ROANOKE TIMES 
                      Copyright (c) 1997, Roanoke Times

DATE: Thursday, April 10, 1997               TAG: 9704100067
SECTION: NATIONAL/INTERNATIONAL   PAGE: A-1  EDITION: METRO 
DATELINE: WASHINGTON
SOURCE: THE WASHINGTON POST


GULF WAR REVELATIONS ANGER VETERANS CIA HAD BUT DIDN'T NOTICE INFO

An agency spokesman apologized for not getting information about chemical weapons out to the troops.

The CIA said Wednesday it had numerous reports starting in 1984 that chemical weapons were stored in an Iraqi ammunition depot that U.S. troops blew up after the Persian Gulf War, but said it had failed to adequately alert the military.

The disclosure contradicted three years of CIA accounts of what it knew about poison-gas weapons in Iraq, including a statement made six weeks ago by acting CIA Director George Tenet. He said then that the agency had not specifically identified the Khamisiyah weapons site as a chemical-weapons area prior to its destruction in March 1991.

The description was provided in a 24-page report issued by an agency task force set up by Tenet last month. The head of the group gave what amounted to a rare public apology to Gulf War veterans.

``Intelligence support before, during and after the war should have been better,'' Robert Walpole said. ``If you're looking for an apology that we should have given this information out sooner, I'll give that apology. We should have gotten it out sooner.''

Walpole cited failures by the agency, including ``tunnel vision'' of analysts who failed to research the agency's records during and after the war. He also cited their fixation on the belief that the Iraqis stored chemical weapons only in S-shaped buildings, unlike those at Khamisiyah.

The agency disclosed reports laying out a series of warnings beginning in 1984 and up until days before U.S. troops arrived seven years later. A day before the ground war began, an unidentified U.S. ambassador relayed information that apparently came from an Iranian air force source giving precise geographic coordinates and saying chemical weapons were there.
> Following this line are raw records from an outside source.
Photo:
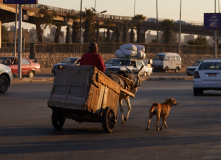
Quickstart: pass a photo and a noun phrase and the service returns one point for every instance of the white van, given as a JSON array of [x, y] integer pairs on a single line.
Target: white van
[[167, 61]]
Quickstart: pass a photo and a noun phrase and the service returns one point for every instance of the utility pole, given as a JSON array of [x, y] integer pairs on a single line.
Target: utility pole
[[215, 38]]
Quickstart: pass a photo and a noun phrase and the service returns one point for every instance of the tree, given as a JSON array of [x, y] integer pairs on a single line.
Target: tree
[[5, 33], [198, 41], [138, 20], [42, 19], [75, 28], [89, 16], [168, 35], [108, 23]]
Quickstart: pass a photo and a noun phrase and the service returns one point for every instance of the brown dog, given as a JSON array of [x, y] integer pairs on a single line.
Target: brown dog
[[161, 110]]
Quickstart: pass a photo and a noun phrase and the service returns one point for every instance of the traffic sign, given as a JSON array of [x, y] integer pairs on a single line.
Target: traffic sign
[[20, 1]]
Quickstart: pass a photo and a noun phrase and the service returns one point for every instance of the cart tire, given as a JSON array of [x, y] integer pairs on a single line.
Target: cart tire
[[108, 120], [57, 120]]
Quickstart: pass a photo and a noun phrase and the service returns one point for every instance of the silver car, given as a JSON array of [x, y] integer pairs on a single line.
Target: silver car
[[207, 76], [6, 77], [121, 64], [191, 69]]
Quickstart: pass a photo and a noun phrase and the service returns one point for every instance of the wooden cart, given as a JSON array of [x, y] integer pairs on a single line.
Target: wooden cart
[[84, 94]]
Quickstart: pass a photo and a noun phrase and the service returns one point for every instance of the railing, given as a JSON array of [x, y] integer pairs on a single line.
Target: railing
[[108, 48]]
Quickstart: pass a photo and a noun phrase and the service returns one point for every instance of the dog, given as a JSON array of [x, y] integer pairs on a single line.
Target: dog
[[161, 110]]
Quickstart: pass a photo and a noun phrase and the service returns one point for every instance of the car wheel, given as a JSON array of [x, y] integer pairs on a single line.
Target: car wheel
[[166, 69], [57, 120], [108, 120], [4, 84], [31, 74], [177, 69], [145, 74], [197, 91]]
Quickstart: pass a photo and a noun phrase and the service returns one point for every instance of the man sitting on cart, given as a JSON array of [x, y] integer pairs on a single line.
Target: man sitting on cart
[[93, 58]]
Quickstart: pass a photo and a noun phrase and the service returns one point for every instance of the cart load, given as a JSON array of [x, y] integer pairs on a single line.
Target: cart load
[[84, 94]]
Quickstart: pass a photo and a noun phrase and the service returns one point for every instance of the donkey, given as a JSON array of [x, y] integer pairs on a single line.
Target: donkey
[[132, 87]]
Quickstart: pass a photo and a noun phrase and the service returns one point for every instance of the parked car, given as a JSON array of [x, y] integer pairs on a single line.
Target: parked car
[[191, 69], [182, 22], [207, 76], [29, 68], [68, 61], [6, 77], [121, 64], [167, 61]]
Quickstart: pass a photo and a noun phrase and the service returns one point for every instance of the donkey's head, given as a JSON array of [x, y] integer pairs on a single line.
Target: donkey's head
[[134, 76]]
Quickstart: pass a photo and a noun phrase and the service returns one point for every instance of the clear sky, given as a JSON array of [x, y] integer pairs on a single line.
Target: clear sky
[[192, 10]]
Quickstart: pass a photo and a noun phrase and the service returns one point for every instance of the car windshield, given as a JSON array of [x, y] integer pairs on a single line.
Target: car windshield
[[69, 60], [159, 57], [210, 66], [121, 62], [196, 63], [111, 61]]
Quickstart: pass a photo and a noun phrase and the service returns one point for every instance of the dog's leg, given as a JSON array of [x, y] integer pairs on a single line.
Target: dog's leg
[[164, 123], [151, 114], [129, 107], [158, 120], [121, 111]]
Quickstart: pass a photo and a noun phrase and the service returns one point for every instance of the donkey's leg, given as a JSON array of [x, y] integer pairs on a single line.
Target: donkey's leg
[[151, 114], [158, 119], [129, 107], [121, 111], [164, 122]]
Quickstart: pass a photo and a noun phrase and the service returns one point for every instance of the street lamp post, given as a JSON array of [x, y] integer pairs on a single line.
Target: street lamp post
[[80, 19], [215, 39], [134, 6], [180, 29], [157, 26], [97, 36]]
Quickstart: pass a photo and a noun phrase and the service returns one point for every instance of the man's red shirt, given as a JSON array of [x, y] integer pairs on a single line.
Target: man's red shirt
[[93, 58]]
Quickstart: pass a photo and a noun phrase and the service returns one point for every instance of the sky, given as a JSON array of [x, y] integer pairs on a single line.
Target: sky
[[191, 10]]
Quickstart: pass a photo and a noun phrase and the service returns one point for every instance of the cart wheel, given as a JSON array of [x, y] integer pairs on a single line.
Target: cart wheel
[[108, 120], [57, 120]]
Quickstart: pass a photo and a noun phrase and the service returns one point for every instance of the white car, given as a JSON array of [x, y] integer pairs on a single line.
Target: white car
[[191, 69], [119, 64], [6, 77], [207, 76]]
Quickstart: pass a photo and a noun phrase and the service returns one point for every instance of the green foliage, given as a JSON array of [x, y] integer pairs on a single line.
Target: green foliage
[[42, 19], [168, 35], [198, 41], [89, 32], [5, 33], [138, 20]]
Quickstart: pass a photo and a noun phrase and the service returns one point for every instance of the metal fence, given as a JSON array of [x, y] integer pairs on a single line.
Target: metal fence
[[108, 48]]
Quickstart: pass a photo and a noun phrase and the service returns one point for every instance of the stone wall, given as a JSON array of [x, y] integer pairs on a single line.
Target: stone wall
[[47, 60]]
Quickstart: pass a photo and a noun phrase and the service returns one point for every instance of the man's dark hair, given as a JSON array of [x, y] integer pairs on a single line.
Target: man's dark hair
[[93, 47]]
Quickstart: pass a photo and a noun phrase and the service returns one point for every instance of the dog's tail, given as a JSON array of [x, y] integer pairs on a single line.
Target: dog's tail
[[152, 108]]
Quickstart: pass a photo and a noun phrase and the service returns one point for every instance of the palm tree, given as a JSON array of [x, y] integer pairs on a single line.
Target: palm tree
[[125, 30], [42, 19], [75, 28], [89, 16], [108, 23], [168, 35], [138, 20]]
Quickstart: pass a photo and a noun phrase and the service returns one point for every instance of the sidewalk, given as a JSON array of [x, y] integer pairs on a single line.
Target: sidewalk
[[46, 75]]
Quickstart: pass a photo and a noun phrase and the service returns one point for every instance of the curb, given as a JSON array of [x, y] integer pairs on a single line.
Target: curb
[[35, 79], [149, 78]]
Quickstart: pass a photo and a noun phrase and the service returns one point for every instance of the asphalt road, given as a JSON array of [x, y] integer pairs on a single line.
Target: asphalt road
[[26, 132]]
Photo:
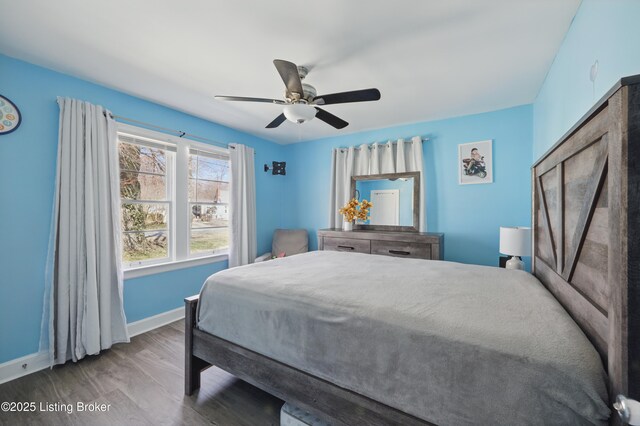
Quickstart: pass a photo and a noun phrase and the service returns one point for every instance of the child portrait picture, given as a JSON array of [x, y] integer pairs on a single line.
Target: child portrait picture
[[475, 163]]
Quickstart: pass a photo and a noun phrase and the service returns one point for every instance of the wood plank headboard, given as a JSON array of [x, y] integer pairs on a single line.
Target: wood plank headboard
[[586, 229]]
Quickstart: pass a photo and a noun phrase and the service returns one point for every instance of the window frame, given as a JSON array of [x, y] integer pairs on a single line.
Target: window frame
[[179, 224]]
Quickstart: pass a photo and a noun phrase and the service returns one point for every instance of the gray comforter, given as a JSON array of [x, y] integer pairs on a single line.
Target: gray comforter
[[449, 343]]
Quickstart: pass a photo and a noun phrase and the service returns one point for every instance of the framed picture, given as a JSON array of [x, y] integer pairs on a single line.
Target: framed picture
[[475, 162]]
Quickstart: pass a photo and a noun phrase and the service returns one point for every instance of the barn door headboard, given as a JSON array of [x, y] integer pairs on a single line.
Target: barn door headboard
[[586, 221]]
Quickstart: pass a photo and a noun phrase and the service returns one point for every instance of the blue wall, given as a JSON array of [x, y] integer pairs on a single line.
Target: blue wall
[[469, 215], [27, 172], [606, 31]]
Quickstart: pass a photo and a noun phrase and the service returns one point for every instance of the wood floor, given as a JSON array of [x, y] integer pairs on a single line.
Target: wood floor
[[143, 382]]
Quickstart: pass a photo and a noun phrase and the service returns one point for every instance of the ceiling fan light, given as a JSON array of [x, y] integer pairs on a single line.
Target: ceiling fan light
[[299, 113]]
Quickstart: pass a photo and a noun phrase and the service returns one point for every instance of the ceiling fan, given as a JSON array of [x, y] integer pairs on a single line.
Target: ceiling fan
[[301, 101]]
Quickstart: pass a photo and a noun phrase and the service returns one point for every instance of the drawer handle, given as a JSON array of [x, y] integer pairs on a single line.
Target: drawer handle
[[403, 253]]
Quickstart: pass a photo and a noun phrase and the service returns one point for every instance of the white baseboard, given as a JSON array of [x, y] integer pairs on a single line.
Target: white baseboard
[[28, 364], [150, 323], [19, 367]]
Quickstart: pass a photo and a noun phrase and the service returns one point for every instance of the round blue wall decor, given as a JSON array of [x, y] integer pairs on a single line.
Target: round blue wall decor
[[10, 117]]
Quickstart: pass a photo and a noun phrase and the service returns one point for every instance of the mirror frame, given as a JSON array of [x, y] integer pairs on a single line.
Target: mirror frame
[[416, 201]]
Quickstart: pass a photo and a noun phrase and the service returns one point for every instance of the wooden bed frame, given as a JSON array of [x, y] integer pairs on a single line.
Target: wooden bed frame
[[586, 249]]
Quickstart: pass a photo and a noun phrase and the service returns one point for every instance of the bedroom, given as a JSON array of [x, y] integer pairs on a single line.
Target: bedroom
[[515, 76]]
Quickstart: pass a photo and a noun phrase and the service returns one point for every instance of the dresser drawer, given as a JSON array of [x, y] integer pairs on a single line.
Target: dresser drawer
[[347, 244], [401, 249]]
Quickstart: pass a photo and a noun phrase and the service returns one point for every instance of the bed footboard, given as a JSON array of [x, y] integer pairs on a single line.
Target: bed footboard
[[193, 365]]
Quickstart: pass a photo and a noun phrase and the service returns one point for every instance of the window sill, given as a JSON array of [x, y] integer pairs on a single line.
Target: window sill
[[142, 271]]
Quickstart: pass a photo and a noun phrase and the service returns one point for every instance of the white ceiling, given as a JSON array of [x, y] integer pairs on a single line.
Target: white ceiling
[[430, 58]]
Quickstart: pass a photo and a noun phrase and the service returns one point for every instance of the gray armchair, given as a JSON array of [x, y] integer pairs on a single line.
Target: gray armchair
[[287, 241]]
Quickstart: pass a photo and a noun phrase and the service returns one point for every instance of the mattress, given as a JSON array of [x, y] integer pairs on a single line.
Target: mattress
[[446, 342]]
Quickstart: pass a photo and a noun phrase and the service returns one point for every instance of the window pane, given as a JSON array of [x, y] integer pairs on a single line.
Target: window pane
[[140, 186], [141, 246], [213, 168], [208, 192], [144, 217], [142, 158], [209, 240], [207, 216]]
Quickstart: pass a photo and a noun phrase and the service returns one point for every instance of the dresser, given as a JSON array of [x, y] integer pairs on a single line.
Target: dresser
[[417, 245]]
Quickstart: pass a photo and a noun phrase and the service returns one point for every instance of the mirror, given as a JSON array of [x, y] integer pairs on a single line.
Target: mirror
[[395, 198]]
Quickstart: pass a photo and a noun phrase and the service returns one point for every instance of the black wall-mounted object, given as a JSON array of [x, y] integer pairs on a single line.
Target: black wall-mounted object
[[277, 168]]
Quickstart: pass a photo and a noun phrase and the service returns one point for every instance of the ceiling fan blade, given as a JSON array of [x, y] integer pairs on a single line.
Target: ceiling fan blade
[[245, 99], [289, 73], [278, 121], [331, 119], [347, 97]]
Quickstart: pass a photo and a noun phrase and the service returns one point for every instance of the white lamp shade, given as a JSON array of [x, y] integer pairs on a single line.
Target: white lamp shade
[[515, 241], [299, 113]]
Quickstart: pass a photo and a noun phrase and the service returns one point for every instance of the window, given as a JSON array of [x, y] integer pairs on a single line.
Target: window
[[175, 198], [208, 201]]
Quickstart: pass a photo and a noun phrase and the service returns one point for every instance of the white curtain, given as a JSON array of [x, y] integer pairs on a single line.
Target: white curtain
[[401, 156], [83, 296], [243, 247]]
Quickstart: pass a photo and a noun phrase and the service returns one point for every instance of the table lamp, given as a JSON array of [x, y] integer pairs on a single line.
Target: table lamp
[[515, 242]]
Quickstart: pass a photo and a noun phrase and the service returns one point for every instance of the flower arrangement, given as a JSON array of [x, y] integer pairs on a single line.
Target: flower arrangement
[[356, 210]]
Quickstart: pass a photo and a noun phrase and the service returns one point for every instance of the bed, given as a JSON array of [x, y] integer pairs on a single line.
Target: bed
[[585, 207]]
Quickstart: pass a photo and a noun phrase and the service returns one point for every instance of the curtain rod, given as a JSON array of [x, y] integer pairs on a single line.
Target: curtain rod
[[357, 148], [179, 133]]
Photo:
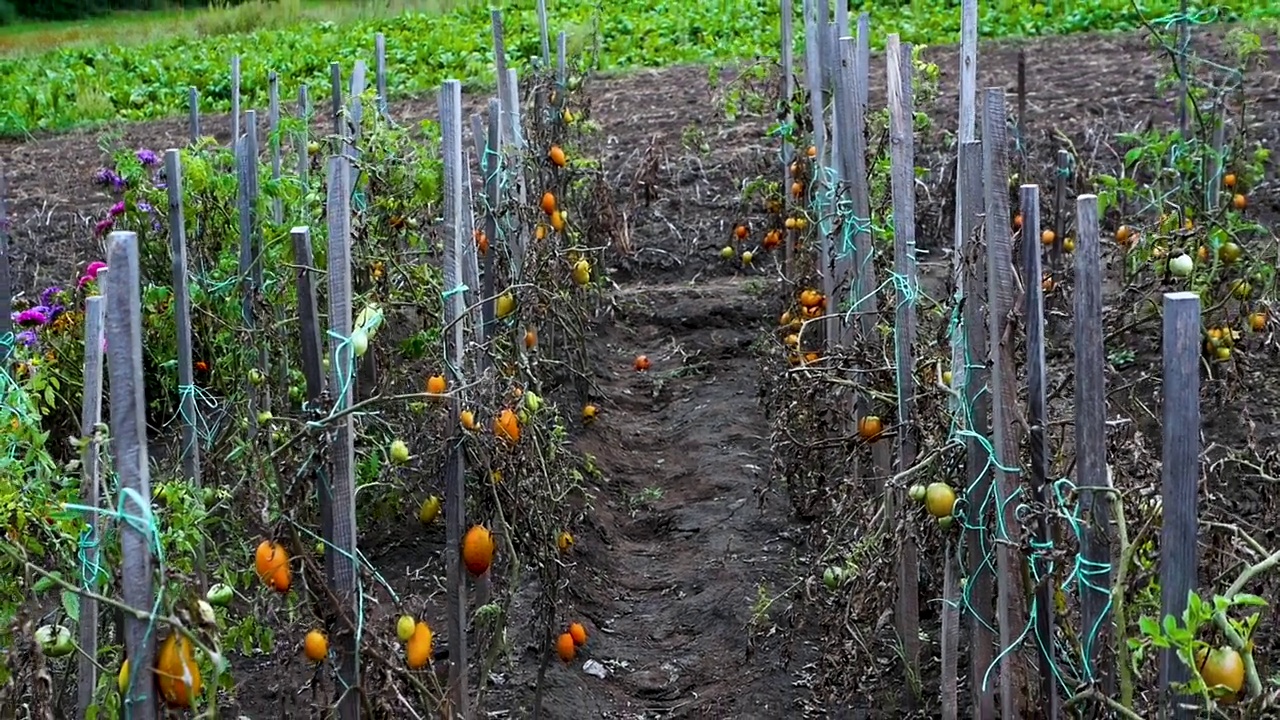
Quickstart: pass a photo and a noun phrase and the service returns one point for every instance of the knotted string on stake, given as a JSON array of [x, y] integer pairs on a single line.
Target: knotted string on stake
[[145, 524]]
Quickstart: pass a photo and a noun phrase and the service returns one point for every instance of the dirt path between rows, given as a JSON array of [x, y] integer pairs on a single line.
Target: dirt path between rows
[[686, 545]]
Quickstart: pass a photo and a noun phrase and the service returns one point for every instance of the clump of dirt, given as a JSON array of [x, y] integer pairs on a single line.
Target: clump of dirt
[[691, 574]]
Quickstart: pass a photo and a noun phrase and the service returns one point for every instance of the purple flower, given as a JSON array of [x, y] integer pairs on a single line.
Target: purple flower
[[106, 176], [32, 317]]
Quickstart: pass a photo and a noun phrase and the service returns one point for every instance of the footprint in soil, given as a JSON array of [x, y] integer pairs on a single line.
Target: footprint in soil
[[685, 548]]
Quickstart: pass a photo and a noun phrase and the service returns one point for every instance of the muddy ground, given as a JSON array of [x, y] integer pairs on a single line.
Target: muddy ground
[[684, 543]]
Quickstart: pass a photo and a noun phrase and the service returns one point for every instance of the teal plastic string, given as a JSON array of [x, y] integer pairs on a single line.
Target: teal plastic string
[[344, 351], [195, 393], [145, 524]]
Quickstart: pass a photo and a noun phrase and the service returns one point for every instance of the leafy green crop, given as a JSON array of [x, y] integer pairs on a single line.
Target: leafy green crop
[[72, 86]]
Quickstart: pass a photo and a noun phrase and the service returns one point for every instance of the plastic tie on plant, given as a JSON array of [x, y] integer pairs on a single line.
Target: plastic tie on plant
[[453, 291], [344, 377], [196, 393], [145, 524]]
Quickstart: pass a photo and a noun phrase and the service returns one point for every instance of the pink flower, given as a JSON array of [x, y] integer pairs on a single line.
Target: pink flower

The CIA passed that information to the U.S. military's Central Command, which is responsible for the Gulf region. But a CIA analyst the next day confused the location with another depot and cabled that the agency couldn't find a chemical threat.

Khamisiyah has become the focus of controversy because it was the only place where the U.S. government says American troops might have been exposed. When U.S. troops blew up the depot there, they did not know the massive underground facility contained hundreds of rockets containing the nerve gas sarin.

Many veterans believe exposure to chemical weapons caused the myriad illnesses, known as Gulf War syndrome. However, there has been no evidence linking low-level exposure to such ailments. Although government doctors do not dispute that the veterans are ill, some researchers have said that stress is the most likely cause.

Wednesday's disclosure is a fresh example in a series of revisions of what the government knew. The Pentagon denied for five years that any American troops had been exposed to chemical weapons, until it made what it called its watershed announcement about Khamisiyah 10 months ago.

Wednesday, Walpole said earlier statements by Tenet, who has been nominated to be CIA director, were based on his best knowledge at the time. Walpole said many of the records on which his report was based had only recently been discovered and declassified.

Some veterans advocates doubted that account.

``Now it seems that prior to, during and after the war they had a great deal of information,'' said James Tuite III, a leading veterans activist. ``This is either evidence of an unraveling cover-up or an unprecedented intelligence failure.''

Defense Department spokesman Bryan Whitman said the Pentagon inspector general has been asked to investigate the revelations that the military's Central Command and the Army's regional command were informed of the likelihood of chemical weapons prior to their destruction. Apparently, that information was never passed to the troops.

"We're still looking at where the information went and how it was disseminated," Whitman said.